日本人がもしこだわっている部分があるとしたら、作曲者に対するリスペクトだと思います。それを押しのけての演出家のエゴが前面に出た時は、けっこうな反発が出ているような気がします。ただそれはオペラだけでなく、オーケストラコンサート、さらには映画やアニメでも顕著ですし、アニメなどリスペクト欠如と思われる演出等にはかなり激しいブーイングが出ています。今回の「影のない女」は観ていないのであまり突っ込んだ話はできませんが、共同で演出された方の発言などを読むと、作曲者も台本作家も自分たちより出来損ないと思っているように感じられ、少なくともそこにはリスペクトはあまり感じられませんでした。演出の新しさを追求する前に、作品あっての演奏であり演出であるという大前提をいまいちど再考してほしいものです。

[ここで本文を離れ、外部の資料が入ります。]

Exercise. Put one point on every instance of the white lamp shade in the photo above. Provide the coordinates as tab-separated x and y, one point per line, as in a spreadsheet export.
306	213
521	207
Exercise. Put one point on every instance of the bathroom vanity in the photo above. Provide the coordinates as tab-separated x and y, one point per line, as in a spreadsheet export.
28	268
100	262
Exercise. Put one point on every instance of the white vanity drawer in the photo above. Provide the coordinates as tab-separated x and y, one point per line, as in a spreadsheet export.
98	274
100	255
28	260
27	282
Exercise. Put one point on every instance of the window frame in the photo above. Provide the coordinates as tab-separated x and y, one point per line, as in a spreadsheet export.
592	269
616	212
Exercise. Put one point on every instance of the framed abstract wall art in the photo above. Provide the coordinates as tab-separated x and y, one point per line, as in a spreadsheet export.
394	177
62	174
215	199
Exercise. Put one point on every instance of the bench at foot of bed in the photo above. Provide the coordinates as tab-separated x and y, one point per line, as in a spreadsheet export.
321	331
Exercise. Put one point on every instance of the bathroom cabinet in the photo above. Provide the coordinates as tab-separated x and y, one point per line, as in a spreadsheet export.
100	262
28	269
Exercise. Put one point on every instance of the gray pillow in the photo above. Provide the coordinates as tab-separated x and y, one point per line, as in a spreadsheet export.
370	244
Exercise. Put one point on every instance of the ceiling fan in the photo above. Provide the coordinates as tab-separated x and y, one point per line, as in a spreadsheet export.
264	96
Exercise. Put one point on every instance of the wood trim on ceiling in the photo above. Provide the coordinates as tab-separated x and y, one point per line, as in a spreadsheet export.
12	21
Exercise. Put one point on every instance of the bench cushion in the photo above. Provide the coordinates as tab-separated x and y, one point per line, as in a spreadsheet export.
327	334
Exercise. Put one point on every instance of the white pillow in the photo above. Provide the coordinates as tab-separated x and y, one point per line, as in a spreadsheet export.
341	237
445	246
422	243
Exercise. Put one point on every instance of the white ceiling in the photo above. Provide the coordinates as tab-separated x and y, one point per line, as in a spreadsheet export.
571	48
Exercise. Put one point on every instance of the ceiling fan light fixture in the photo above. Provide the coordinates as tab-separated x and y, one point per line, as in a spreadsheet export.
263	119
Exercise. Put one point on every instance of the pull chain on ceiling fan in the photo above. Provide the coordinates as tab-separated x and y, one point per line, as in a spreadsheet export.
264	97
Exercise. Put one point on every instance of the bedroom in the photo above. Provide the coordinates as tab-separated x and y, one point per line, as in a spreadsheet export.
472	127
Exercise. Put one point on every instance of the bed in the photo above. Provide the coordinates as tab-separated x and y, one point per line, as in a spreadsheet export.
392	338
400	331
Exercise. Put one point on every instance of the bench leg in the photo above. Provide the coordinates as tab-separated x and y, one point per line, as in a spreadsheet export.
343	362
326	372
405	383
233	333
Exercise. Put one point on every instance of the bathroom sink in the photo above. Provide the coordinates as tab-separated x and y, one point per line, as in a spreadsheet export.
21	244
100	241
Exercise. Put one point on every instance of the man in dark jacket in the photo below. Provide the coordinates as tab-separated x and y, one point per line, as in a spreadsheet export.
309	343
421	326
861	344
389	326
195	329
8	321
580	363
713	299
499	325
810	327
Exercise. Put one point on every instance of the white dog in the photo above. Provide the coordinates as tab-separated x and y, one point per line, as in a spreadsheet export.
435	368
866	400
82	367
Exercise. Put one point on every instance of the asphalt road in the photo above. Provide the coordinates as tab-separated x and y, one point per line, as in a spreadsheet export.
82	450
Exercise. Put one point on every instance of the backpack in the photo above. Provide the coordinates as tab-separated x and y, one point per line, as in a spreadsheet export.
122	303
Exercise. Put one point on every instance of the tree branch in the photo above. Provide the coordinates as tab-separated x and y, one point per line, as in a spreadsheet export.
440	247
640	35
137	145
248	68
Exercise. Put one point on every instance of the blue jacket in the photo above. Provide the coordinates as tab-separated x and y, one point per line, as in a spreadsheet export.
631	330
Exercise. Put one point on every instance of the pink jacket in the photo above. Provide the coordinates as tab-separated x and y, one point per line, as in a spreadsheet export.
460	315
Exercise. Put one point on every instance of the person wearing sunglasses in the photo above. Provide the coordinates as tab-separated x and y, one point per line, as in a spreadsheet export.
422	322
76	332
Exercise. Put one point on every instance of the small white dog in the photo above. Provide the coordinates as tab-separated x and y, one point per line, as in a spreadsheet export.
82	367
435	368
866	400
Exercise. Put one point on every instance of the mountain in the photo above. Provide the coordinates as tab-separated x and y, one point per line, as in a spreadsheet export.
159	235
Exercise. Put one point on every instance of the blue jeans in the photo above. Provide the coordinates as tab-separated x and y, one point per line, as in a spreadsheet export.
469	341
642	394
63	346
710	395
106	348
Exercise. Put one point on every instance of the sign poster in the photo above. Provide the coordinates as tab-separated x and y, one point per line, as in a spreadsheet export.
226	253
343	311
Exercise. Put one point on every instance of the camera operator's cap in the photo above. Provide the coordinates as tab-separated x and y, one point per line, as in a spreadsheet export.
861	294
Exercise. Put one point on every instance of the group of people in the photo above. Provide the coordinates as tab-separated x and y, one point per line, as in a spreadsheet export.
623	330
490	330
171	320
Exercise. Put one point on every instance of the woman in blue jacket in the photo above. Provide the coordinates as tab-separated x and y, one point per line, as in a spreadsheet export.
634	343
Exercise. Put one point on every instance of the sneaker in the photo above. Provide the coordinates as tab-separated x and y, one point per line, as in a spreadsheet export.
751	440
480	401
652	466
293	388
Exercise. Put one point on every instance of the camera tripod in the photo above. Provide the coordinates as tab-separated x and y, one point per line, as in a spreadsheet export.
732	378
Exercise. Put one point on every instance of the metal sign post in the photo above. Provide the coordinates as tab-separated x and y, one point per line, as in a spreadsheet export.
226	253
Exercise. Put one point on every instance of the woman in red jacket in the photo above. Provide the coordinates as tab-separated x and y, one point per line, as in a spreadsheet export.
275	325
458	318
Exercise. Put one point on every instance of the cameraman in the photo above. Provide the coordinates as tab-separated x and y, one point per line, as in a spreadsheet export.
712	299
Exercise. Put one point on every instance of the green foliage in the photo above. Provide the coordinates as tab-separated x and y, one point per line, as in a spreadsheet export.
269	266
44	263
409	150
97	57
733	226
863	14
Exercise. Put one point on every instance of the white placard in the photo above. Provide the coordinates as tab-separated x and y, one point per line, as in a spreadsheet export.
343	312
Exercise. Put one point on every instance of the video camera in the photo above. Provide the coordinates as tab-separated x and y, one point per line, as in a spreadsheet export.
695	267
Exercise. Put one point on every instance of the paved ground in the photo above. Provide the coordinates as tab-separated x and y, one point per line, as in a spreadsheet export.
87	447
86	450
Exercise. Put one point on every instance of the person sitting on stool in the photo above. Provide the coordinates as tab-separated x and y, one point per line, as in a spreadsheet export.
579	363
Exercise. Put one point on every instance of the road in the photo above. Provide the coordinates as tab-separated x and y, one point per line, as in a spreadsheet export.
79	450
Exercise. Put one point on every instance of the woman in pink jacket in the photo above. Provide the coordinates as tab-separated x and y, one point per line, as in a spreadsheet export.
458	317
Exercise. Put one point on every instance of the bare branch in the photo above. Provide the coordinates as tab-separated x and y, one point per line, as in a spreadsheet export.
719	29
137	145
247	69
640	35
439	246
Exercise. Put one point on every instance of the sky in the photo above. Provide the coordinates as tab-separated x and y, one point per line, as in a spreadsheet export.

投稿: かきのたね | 2024年11月15日 (金) 22時37分

かきのたね 様
コメント、ありがとうございます。
あれこれ書きましたが、おっしゃる通り、演出で最も大事なのは、作曲家、台本作家への敬意だと思います。ひとことで簡単に言えば、私の演出評価の基準は、「シュトラウス、ホフマンスタールが、もし今の時代に生きているとすると、これをみて喜ぶか、怒るか」です。今回のコンヴィチュニー演出の「影のない女」は、まちがいなく、シュトラウスとホフマンスタールは烈火のごとく怒っただろうと思います。